Ketiga, BI dan bank-bank dalam negeri juga membeli SBN yang sudah dilepas oleh para investor asing. Tujuannya untuk menambah likuiditas pasar keuangan dalam negeri.
Sepanjang 2020, sampai 27 Februari, BI sudah membeli dari pasar sekunder dengan jumlah nilai total Rp 100 triliun. Sekitar Rp 78 triliun dibeli sejak akhir Februari, ketika Covid-19 merebak lebih signifikan.
"Pasar obligasi ini hubungannya dengan mata uang kita sangat dekat. Kalau terjadi aliran modal keluar, pasti akan langsung menyerap ke rupiah kita. Makanya, BI berusaha menjaga di situ untuk menstabilkan kembali nilai tukar kita," kata Destry.
BI memprediksi, pengaruh terbesar wabah Covid-19 akan berlangsung selama Februari sampai pertengahan Maret. Sementara, pemulihan akan mulai terjadi dari April sampai Juni.
"Kemungkinan perkiraan kami butuh waktu 6 bulan untuk pulih, dimulai dari pertengahan Maret sampai April, meski belum total pulihnya," ucap Perry.
BI memprediksi, pengaruh terbesar wabah Covid-19 akan berlangsung selama Februari sampai pertengahan Maret. Sementara, pemulihan akan mulai terjadi dari April sampai Juni.
Aksi terkonsep
Destry mengatakan, dalam kondisi seperti ini dibutuhkan aksi yang terkonsep.

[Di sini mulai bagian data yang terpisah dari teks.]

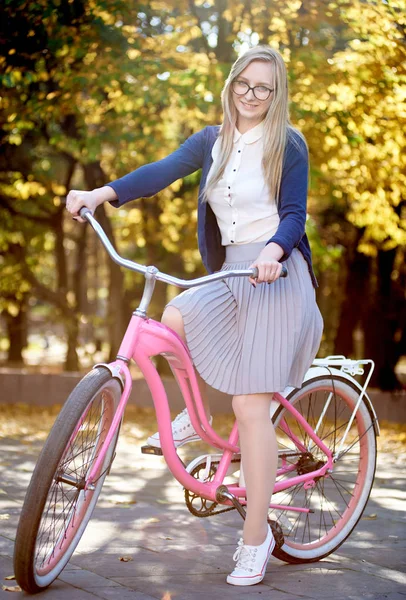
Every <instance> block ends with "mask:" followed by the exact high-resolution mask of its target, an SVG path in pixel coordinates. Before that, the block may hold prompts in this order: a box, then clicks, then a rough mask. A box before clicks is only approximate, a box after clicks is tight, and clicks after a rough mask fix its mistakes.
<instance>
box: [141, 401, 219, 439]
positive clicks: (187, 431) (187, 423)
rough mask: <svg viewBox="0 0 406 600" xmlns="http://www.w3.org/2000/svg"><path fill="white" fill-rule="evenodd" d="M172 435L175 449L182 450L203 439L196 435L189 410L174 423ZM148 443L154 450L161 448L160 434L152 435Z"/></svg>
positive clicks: (174, 418)
mask: <svg viewBox="0 0 406 600" xmlns="http://www.w3.org/2000/svg"><path fill="white" fill-rule="evenodd" d="M209 423H210V425H211V424H212V423H213V417H210V419H209ZM172 435H173V441H174V442H175V448H180V446H183V445H184V444H188V443H189V442H198V441H199V440H201V437H200V436H199V435H198V434H197V433H196V431H195V428H194V427H193V425H192V423H191V422H190V418H189V413H188V411H187V408H184V409H183V410H182V412H181V413H179V414H178V415H177V416H176V417H175V418H174V420H173V421H172ZM147 443H148V444H149V445H150V446H154V448H160V447H161V441H160V439H159V433H154V435H151V436H150V437H149V438H148V440H147Z"/></svg>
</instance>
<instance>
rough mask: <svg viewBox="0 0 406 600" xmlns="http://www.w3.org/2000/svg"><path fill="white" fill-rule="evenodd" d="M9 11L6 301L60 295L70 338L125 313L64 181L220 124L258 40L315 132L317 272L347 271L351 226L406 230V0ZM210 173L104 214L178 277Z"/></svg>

Tidak hanya dari BI dengan kebijakan moneternya, tetapi juga pemerintah, dalam hal ini Menteri Keuangan, lewat berbagai kebijakan dan stimulus fiskal terhadap sektor-sektor yang paling terdampak Covid-19.
"Setiap masalah juga pasti menyimpan peluang dan hikmah, apakah nanti bisa ada substitusi impor, atau angka turis meningkat. Intinya bagaimana kita terus meminimalisir dampak itu," katanya.
BI, lanjut Destry, masih terus menghitung potensi dampak dari Covid-19 terhadap situasi ekonomi dalam negeri. Namun, BI yakin dampaknya tidak akan sampai menurunkan laju pertumbuhan ekonomi hingga di bawah 5 persen.
"Itu bisa terjadi kalau kita tidak melakukan apa-apa. Tapi, kalau kita melakukan sesuatu, stimulus di sana sini, bisa kita mitigasi. Kita tetap waspada, tapi sepertinya tidak akan terpuruk sampai krisis, selama peta kebijakan kita jelas apa yang mau dilakukan ke depan," ujarnya.